Recent advances in text embedding: A Comprehensive Review of Top-Performing Methods on the MTEB Benchmark
Hongliu Cao
TL;DR
This work surveys recent advances in universal text embeddings with a focus on top-performing models on the Massive Text Embedding Benchmark (MTEB). It classifies methods into data-focused, loss-focused, and LLM-focused approaches, highlighting how diverse data, improved losses, and LLM backbones drive cross-task and cross-language generalization. Key contributions include detailed analyses of data sources (e.g., CCPairs, multilingual corpora), novel losses (e.g., AnglE), and LLM-driven strategies (e.g., synthetic data, bidirectional decoding adaptations, and knowledge distillation). The review emphasizes strong gains in retrieval-related tasks while noting persistent gaps in summarization, multilingual universality, and benchmark breadth, pointing to future work on more diverse datasets, more robust similarity measures, and efficient, scalable embeddings.
Abstract
Text embedding methods have become increasingly popular in both industrial and academic fields due to their critical role in a variety of natural language processing tasks. The significance of universal text embeddings has been further highlighted with the rise of Large Language Models (LLMs) applications such as Retrieval-Augmented Systems (RAGs). While previous models have attempted to be general-purpose, they often struggle to generalize across tasks and domains.
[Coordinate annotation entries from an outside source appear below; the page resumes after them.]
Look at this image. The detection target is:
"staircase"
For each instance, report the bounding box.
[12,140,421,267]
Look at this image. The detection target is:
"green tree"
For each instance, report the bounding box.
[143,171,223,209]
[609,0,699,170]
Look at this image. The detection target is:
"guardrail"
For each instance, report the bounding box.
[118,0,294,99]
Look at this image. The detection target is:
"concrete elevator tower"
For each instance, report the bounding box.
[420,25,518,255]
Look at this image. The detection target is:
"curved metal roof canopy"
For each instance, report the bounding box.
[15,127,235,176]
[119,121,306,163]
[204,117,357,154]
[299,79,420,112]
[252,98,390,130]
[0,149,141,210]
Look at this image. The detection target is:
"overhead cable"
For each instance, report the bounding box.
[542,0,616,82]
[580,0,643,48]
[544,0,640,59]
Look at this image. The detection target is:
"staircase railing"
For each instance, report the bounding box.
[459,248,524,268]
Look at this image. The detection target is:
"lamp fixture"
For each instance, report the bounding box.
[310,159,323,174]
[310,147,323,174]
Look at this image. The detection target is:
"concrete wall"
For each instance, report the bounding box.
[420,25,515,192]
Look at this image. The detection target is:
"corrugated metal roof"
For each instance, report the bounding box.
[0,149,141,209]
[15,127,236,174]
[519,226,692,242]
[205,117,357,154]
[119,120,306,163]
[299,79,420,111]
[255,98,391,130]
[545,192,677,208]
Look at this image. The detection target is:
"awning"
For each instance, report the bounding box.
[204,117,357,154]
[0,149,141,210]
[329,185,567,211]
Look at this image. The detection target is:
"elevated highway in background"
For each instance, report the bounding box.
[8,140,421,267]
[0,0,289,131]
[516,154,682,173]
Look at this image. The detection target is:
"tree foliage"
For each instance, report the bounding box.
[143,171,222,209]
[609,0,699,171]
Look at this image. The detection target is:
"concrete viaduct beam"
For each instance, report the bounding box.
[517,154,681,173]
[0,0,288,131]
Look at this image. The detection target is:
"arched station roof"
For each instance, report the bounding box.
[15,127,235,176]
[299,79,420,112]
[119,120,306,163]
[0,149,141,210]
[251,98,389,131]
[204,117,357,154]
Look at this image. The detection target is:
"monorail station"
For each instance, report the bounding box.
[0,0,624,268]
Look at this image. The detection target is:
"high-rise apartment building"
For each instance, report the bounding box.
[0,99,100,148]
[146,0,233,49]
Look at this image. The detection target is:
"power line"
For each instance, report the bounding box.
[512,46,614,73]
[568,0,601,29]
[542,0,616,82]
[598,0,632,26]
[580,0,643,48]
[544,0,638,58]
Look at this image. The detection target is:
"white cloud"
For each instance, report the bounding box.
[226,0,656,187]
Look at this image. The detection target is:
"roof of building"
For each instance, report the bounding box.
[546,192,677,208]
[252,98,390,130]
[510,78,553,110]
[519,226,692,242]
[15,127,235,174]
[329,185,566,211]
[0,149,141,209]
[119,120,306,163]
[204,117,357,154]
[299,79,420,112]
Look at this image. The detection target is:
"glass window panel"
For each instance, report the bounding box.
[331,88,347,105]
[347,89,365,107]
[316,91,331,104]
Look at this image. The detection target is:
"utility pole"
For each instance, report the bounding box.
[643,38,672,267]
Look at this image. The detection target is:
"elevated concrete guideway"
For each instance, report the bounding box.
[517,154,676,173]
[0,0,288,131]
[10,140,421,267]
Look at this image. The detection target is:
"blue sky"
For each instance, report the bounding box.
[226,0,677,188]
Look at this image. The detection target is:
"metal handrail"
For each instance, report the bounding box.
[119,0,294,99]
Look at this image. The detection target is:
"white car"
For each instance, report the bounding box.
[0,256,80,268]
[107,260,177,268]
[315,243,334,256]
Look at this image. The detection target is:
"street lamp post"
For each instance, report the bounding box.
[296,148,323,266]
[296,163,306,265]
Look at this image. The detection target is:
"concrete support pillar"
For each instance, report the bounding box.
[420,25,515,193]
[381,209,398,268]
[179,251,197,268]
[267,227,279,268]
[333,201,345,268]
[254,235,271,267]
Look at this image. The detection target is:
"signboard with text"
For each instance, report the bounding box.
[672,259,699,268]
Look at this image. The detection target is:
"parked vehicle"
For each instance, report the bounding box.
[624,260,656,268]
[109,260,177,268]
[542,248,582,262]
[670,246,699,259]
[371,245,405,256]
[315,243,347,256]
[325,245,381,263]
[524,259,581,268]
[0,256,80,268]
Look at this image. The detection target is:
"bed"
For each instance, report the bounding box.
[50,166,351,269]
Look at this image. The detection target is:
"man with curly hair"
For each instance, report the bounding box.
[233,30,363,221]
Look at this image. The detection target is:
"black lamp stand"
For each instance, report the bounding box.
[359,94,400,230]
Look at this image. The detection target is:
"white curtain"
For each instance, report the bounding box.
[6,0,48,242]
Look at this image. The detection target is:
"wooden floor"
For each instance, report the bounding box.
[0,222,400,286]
However, recent advancements in training data quantity, quality and diversity; synthetic data generation from LLMs as well as using LLMs as backbones encourage great improvements in pursuing universal text embeddings. In this paper, we provide an overview of the recent advances in universal text embedding models with a focus on the top performing text embeddings on Massive Text Embedding Benchmark (MTEB). Through detailed comparison and analysis, we highlight the key contributions and limitations in this area, and propose potentially inspiring future research directions.